Completate le riprese con l’ausilio e la collaborazione degli esperti dello “Studio Talent” di Ostuni, la bella e brava conduttrice dice: “Siamo andati a caccia di quelle tipologie abitative che sono molto tipiche e caratteristiche qui da voi. Sono anni che vengo in Puglia e conoscevo già Ostuni. L’idea che ci si fa della “Città bianca” è che è molto bella e caratteristica, magari il nucleo nuovo è già meglio però l’anello che si è creato subito dopo il centro storico e così come un po’ in tutt’Italia è discutibile. Pensavo di trovare tutte abitazioni di turisti mentre, invece, è stato molto più facile trovare abitazioni di persone del posto che hanno aperto la casa tranquillamente e sono stati molto gentili”.
L’arch.
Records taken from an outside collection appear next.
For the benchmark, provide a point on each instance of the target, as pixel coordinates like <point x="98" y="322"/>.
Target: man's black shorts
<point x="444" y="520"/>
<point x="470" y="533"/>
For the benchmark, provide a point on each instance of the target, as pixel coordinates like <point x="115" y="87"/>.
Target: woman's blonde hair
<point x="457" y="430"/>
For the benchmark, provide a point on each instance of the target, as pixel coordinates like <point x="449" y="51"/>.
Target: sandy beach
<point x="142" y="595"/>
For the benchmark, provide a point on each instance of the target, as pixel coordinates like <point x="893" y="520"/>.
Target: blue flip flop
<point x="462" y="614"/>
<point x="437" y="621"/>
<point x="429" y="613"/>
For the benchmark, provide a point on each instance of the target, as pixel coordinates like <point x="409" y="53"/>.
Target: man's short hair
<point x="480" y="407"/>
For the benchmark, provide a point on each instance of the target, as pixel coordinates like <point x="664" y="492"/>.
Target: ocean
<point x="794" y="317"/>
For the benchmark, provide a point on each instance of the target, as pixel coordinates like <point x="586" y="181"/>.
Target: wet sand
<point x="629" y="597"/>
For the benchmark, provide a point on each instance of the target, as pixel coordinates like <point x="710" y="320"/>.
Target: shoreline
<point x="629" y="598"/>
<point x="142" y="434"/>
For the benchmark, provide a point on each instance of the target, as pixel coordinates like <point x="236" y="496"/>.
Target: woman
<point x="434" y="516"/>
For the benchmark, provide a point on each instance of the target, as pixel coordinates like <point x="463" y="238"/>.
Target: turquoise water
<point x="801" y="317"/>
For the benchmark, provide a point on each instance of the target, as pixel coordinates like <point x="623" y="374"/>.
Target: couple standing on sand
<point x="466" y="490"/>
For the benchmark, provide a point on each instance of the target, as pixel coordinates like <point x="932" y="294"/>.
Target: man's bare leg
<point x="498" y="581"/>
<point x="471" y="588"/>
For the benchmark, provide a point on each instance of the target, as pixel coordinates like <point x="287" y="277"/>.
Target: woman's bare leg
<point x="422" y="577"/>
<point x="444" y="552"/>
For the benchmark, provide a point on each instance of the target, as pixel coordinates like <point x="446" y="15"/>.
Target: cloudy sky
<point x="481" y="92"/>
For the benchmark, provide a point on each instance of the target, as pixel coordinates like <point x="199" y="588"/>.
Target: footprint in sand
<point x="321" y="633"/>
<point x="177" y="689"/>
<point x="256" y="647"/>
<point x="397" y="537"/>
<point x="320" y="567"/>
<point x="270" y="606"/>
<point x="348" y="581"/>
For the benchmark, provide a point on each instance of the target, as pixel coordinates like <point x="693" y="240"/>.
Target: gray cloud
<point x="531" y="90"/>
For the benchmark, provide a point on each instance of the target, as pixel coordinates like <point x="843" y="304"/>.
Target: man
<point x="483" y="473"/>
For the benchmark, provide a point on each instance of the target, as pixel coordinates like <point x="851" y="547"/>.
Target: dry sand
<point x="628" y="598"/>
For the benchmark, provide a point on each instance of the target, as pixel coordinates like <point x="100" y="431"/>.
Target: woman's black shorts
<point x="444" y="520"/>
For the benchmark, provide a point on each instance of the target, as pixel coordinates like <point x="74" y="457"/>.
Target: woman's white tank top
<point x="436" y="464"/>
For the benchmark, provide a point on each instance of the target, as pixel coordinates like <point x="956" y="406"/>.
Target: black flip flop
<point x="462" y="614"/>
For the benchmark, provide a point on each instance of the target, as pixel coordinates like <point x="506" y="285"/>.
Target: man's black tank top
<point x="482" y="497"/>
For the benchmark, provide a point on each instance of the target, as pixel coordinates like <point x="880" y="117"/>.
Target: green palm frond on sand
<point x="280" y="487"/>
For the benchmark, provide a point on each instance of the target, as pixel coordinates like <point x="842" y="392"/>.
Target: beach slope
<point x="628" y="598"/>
Laura Cola con la troupe televisiva di “Sit-com Televisioni” (per i canali del gruppo: Alice, Nuvolari, Marco Polo e Leonardo), col regista Massimo Giacomelli e con due cameramen e un fonico, ha descritto tre “appartamenti” in compagnia degli stessi proprietari o degli architetti dello “Studio Talent” sottolineando o suggerendo le proposte da applicare. Non sono mancati gli sputi da far propri per vivere in modo creativo la propria casa e l’arch. Cola ha descritto tre realtà che, seppur completamente differenti tra loro e che mai ci si aspetterebbe all’interno di strutture ed edifici comuni, sono stati adottati.
Partendo da un singolo dettaglio, l’arch. Cola descrive:un trullo ristrutturato; una abitazione del centro storico (in un palazzo dell’800) e una singolare casa ricavata tra la roccia viva dal titolo: “Dal sottosuolo al sottosopra” (una vecchia cisterna in disuso che fu costruita tra tre muri di roccia e uno di contenimento che è stata recuperata in modo architettonicamente moderno e molto funzionale).
“Pensando all’immaginario italiano – chiarisce la Cola – un italiano pensa Puglia e pensa al trullo, all’ipogeo e al frantoio e volevo rimanere su questi tipi. La masseria non l’abbiamo fatta perché era più complicato metterne a confronto tre tipologie diverse. Magari ritorneremo a fare un’altra serie e proveremo a vedere anche le tipologie di Rosa Marina”.
Laura Cola, architetto con una forte attrazione per i viaggi e la fotografia e che ha svolto negli anni le attività più disparate proprio per coltivare tutte le sue passioni, oggi si è calata nelle vesti di presentatrice e reporter, pur definendosi comunque una viaggiatrice, e pone la sua esperienza a servizio dei telespettatori.
“Beh, poter stare comodamente seduti davanti alla tv – ha concluso la conduttrice – e sbirciare nelle case altrui credo sia un piacere non indifferente! quante volte ci siamo chiesti come sarebbe casa nostra ridistribuendo gli spazi , demolendo pareti o cambiando arredo e rivestimenti parietali?. Ecco noi vi diamo la possibilità di vedere realtà molto diverse tra loro e stili di vita che traspare da ogni singola scelta d’arredo. E a questo punto perchè non approfittarne per cogliere spunti e idee per rinnovare anche la propria casa?. Mostriamo “l’erba del vicino” in maniera assolutamente positiva e oggettiva. Noi mostriamo le case altrui perchè il telespettatore trovi sempre più spunti e idee per non sbagliare nelle scelte, attuali o future”.